Is there some prep needed to be done to run the model on inferentia with this library?

Who can help?

@JingyaHuang @daco

Information

  • The official example scripts
  • My own modified scripts

Tasks

  • An officially supported task in the examples folder (such as GLUE/SQuAD, ...)
  • My own task or dataset (give details below)

Reproduction (minimal, reproducible, runnable)

Available above.

Expected behavior

Endpoint should start.

I can confirm that meta-llama/Meta-Llama-3-70B-Instruct fails the same way.

This issue is fixed with version0.0.22

@dacorvo trying it out with 0.0.22 🙇

The corresponding pull-request: #580 . The sagemaker python package might not have been updated yet to support 0.0.22 (it was due later today).

Update:
It is actually available (great !). FYI the image_uri should be something like:
763104351884.dkr.ecr.us-east-1.amazonaws.com/huggingface-pytorch-tgi-inference:2.1.2-optimum0.0.22-neuronx-py310-ubuntu22.04

Yes, figured it's available, but it's still creating the endpoint 😁 .

Thanks a lot @dacorvo, I can confirm that it worker for me by just changing the version to 0.0.22 in the snippet above?
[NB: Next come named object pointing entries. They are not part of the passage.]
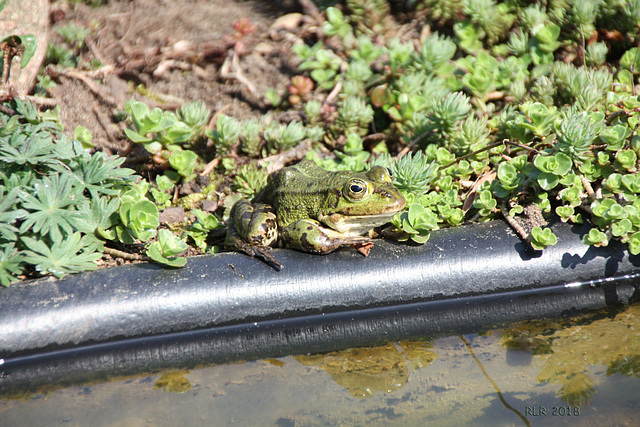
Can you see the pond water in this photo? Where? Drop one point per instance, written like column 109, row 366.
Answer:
column 583, row 370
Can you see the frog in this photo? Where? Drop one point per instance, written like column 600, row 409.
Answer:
column 310, row 209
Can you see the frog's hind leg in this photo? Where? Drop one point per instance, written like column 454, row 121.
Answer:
column 252, row 228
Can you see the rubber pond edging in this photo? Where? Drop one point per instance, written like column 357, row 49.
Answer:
column 229, row 307
column 232, row 289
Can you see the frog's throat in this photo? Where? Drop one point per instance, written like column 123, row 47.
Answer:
column 355, row 225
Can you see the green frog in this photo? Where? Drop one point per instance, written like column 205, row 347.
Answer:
column 313, row 210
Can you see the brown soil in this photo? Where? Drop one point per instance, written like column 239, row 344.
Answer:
column 173, row 52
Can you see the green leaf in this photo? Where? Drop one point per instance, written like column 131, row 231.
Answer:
column 166, row 248
column 10, row 264
column 143, row 219
column 30, row 44
column 70, row 255
column 8, row 215
column 541, row 238
column 101, row 173
column 558, row 164
column 548, row 181
column 595, row 237
column 634, row 243
column 183, row 161
column 50, row 207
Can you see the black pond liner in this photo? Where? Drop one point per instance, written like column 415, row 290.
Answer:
column 229, row 307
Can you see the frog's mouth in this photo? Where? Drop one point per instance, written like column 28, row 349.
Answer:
column 355, row 225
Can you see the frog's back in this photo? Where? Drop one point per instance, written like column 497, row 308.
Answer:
column 297, row 191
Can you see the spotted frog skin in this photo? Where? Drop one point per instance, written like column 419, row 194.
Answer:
column 313, row 210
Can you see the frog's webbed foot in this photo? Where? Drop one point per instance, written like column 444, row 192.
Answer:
column 309, row 236
column 257, row 224
column 236, row 243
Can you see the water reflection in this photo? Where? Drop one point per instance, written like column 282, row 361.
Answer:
column 517, row 376
column 571, row 346
column 173, row 382
column 364, row 371
column 568, row 347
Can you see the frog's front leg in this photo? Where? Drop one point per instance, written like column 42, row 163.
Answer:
column 309, row 235
column 252, row 228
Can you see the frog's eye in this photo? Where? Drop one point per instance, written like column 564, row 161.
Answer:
column 356, row 189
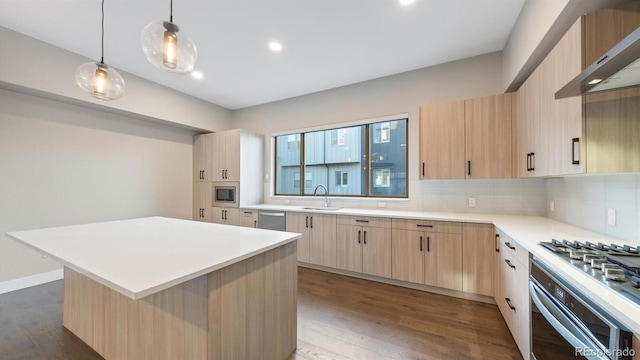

Do you know who'd be responsible for fixing that on HF UI?

@mariokostelac thank you for the feedback. I'll take care of it. We were actually waiting for the sagemaker update, and I had not realized it was ready.

The update was done this morning, but it has not been refreshed yet. It should be fixed soon.

Thanks a lot for the quick support on this issue. I'm running now with the original model (nvidia one) to verify that it works there too. Given that tokenizer configs are the same, I'd be very surprised if it didn't.

Feel free to report any issues you get: feedback on such new features/models is very valuable.